Silly questions about True and False
Steven Bethard
steven.bethard at gmail.com
Mon Dec 20 14:04:11 EST 2004
drs wrote:
> I just upgraded my Python install, and for the first time have True and
> False rather than 1 and 0. I was playing around at the command line to test
> how they work (for instance, "if 9:" and "if True:" both lead to the
> conditional being executed, but True == 9 -> False, that this would be true
> was not obvious to me
Note that evaluating to True isn't the same as being equal to True.
Would you also expect that [] == None? Both evaluate to False in a
boolean context. Or an even better example, would you expect that
[1] == [2]? Both of these evaluate to True in a boolean context...

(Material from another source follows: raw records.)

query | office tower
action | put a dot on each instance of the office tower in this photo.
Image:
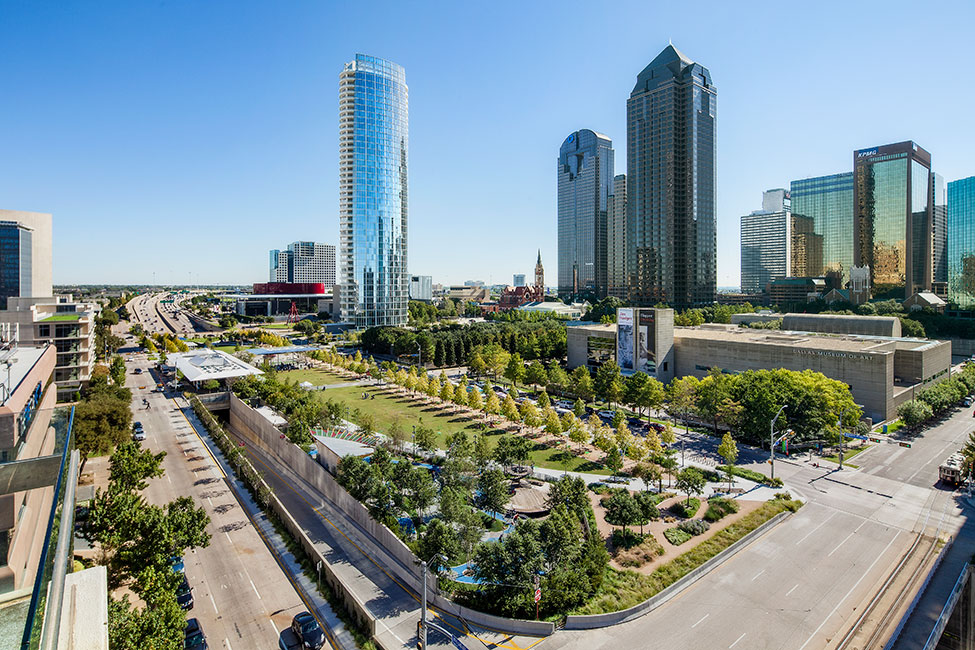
(828, 201)
(806, 256)
(304, 261)
(373, 147)
(939, 235)
(25, 255)
(766, 243)
(892, 219)
(670, 194)
(585, 182)
(421, 287)
(616, 240)
(961, 242)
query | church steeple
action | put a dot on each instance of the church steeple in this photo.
(539, 272)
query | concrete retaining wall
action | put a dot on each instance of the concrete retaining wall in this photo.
(614, 618)
(402, 563)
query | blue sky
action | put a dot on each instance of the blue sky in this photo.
(187, 138)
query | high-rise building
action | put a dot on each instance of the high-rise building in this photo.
(421, 288)
(961, 242)
(25, 255)
(766, 243)
(616, 240)
(671, 242)
(585, 182)
(828, 201)
(304, 262)
(939, 235)
(892, 218)
(373, 199)
(539, 272)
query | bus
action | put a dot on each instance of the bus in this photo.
(952, 471)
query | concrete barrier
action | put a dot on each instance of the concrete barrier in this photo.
(382, 542)
(593, 621)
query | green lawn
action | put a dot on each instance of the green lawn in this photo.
(315, 376)
(388, 407)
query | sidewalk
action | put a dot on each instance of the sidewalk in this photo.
(339, 635)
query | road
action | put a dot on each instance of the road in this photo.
(803, 584)
(242, 597)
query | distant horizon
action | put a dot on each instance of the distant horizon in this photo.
(169, 149)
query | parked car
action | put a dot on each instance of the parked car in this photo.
(308, 630)
(194, 639)
(184, 594)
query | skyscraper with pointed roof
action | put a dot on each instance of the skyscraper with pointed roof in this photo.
(671, 240)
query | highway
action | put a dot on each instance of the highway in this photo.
(242, 597)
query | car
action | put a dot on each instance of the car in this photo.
(184, 594)
(308, 630)
(194, 638)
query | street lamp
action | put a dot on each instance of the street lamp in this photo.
(772, 441)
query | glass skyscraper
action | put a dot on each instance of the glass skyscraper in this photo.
(373, 148)
(616, 240)
(585, 183)
(828, 200)
(671, 241)
(961, 242)
(892, 218)
(16, 244)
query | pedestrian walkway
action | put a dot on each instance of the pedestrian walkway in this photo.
(339, 635)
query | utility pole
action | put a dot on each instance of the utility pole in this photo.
(772, 440)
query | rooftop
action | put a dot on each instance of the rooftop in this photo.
(201, 365)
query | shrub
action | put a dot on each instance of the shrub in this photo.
(719, 508)
(684, 509)
(694, 526)
(639, 555)
(676, 536)
(628, 539)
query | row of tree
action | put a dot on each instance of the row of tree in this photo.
(935, 400)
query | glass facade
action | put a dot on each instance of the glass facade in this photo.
(373, 197)
(892, 218)
(671, 154)
(961, 242)
(585, 183)
(15, 261)
(828, 200)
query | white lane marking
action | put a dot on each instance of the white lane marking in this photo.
(821, 524)
(847, 595)
(841, 544)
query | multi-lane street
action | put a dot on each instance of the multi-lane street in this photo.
(242, 596)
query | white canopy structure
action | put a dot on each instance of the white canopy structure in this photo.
(202, 365)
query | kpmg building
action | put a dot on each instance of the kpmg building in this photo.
(893, 218)
(670, 195)
(373, 148)
(585, 183)
(961, 242)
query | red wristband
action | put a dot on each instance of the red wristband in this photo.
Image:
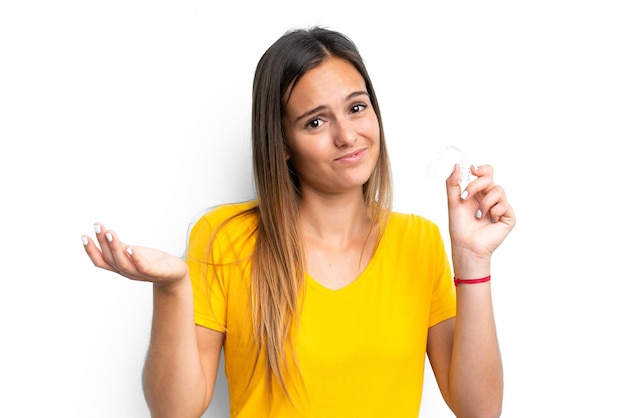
(471, 281)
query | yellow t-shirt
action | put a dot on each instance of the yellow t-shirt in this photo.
(360, 349)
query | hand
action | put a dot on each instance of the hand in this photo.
(479, 219)
(135, 263)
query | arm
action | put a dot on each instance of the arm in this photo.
(182, 361)
(464, 352)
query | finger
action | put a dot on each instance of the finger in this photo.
(121, 259)
(100, 231)
(95, 254)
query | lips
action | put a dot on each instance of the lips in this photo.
(351, 156)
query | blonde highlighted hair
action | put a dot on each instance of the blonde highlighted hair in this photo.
(278, 261)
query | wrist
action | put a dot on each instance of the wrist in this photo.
(470, 266)
(477, 280)
(172, 288)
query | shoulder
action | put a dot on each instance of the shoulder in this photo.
(409, 223)
(224, 221)
(216, 216)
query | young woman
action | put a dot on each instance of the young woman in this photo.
(324, 300)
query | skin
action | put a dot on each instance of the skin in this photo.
(333, 139)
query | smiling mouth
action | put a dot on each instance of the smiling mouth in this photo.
(351, 155)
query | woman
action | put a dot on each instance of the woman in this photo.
(324, 300)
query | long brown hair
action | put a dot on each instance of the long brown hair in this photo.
(278, 260)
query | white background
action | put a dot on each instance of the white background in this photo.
(136, 114)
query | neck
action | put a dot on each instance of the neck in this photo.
(334, 218)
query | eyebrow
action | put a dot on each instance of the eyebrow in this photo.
(322, 107)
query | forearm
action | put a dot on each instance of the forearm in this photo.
(476, 380)
(174, 383)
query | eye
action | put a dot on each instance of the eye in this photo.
(314, 123)
(357, 108)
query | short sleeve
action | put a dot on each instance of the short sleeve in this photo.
(443, 304)
(209, 294)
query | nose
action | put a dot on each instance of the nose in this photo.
(344, 134)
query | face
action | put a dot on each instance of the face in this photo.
(332, 130)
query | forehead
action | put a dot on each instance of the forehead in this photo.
(333, 78)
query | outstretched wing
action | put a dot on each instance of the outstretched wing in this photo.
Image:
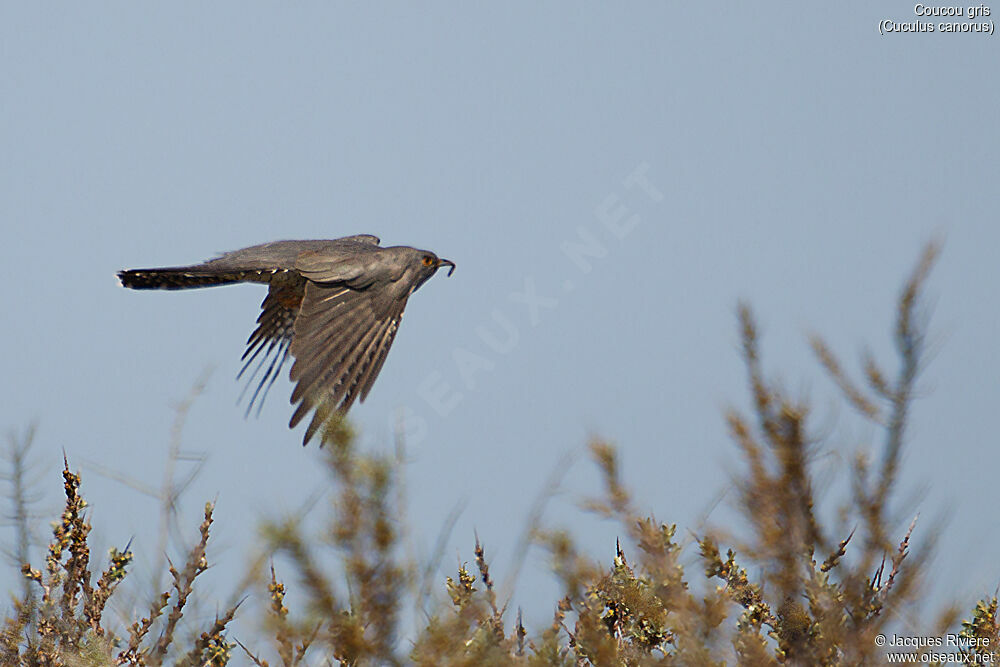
(342, 337)
(271, 339)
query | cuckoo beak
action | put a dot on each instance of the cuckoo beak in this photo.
(442, 262)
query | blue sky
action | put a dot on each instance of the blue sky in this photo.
(782, 154)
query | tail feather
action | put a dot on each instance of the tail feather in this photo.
(187, 277)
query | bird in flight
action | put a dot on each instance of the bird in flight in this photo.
(334, 306)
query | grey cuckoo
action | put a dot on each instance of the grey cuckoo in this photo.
(334, 306)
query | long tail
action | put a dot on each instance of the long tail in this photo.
(186, 277)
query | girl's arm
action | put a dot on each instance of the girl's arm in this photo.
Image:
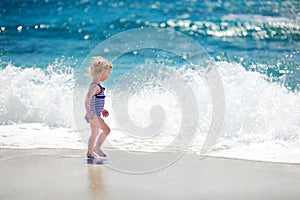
(94, 89)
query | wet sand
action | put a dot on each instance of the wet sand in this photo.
(65, 174)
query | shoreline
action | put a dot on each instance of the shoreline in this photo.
(114, 150)
(65, 174)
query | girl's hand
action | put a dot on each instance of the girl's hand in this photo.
(105, 113)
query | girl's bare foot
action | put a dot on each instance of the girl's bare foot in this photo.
(99, 152)
(89, 155)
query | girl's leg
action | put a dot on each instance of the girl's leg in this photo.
(106, 130)
(92, 140)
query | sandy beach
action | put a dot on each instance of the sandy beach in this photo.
(65, 174)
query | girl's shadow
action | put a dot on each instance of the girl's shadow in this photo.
(95, 161)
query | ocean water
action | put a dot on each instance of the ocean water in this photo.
(255, 46)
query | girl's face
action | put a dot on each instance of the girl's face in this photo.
(104, 76)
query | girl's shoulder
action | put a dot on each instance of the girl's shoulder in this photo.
(97, 86)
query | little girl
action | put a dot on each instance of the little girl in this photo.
(94, 104)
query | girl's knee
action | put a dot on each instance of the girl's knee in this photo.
(107, 131)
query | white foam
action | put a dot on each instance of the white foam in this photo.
(262, 118)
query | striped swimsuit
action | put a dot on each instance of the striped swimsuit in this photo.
(97, 103)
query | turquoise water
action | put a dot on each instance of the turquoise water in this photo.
(263, 36)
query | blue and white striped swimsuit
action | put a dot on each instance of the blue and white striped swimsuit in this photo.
(97, 103)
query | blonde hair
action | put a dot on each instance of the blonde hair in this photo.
(99, 66)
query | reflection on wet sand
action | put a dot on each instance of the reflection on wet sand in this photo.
(97, 187)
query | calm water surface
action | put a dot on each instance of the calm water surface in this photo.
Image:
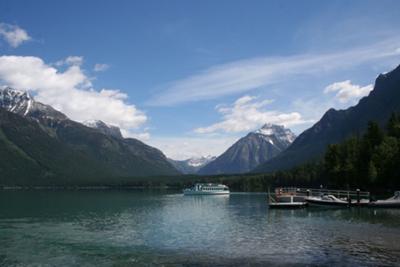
(132, 228)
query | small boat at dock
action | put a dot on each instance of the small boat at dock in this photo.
(393, 202)
(327, 201)
(286, 198)
(207, 189)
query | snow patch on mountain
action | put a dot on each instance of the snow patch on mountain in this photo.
(104, 128)
(278, 131)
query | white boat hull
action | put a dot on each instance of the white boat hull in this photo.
(192, 192)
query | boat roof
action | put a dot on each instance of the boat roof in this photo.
(209, 184)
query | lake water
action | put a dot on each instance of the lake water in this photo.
(133, 228)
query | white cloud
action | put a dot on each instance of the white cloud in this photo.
(181, 148)
(100, 67)
(248, 113)
(13, 34)
(346, 91)
(244, 75)
(70, 61)
(70, 91)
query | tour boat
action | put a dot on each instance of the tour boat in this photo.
(207, 189)
(327, 200)
(286, 198)
(393, 202)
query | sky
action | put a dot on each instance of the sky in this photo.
(192, 77)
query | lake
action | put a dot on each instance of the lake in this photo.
(141, 228)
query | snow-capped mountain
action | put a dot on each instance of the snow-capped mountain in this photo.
(255, 148)
(276, 133)
(22, 103)
(104, 128)
(192, 165)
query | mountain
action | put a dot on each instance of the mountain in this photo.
(250, 151)
(41, 146)
(104, 128)
(337, 125)
(192, 165)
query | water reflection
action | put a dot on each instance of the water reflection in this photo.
(127, 227)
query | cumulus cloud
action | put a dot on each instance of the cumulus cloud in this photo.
(248, 113)
(70, 91)
(346, 91)
(70, 61)
(245, 75)
(13, 34)
(100, 67)
(181, 148)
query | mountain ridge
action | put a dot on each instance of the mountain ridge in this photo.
(251, 150)
(337, 125)
(26, 130)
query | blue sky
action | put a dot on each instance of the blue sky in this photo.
(191, 77)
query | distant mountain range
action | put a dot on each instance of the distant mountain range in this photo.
(192, 165)
(250, 151)
(40, 145)
(337, 125)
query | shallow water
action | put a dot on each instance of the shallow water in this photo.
(132, 228)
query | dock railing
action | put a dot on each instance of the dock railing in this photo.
(301, 191)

What you should expect is that:
py> bool([]) == bool(None) == False
True
py> bool([1]) == bool([2]) == True
True
> "True is True" is True, while "9 is True" is false
> even though 9 evaluates to True.)
Be careful here. 'is' tests object identity. So "9 is True" would only
evaluate to True if 9 is exactly the same object as True. 'is' won't
convert anything to a boolean; "x is y" basically translates to
"id(x) == id(y)".
> why doesn't False = 0 throw the same error?
Backwards compatibility. A lot of modules pre-False and True have code
that looks like:
True, False = 1, 0
or
True, False = (1 == 1), (1 == 0)
If assignment to True or False became a syntax error (which it probably
should be), it would break all such code.
> Also, why doesn't False = 0 make
>
>>>>1 == 2
> 0
>
> Instead of False?
You've only rebound the name False in your module's namespace. 1 == 2
executes the int code for equality, which presumably returns one of
Py_False or Py_True, not your binding for the name False in your module.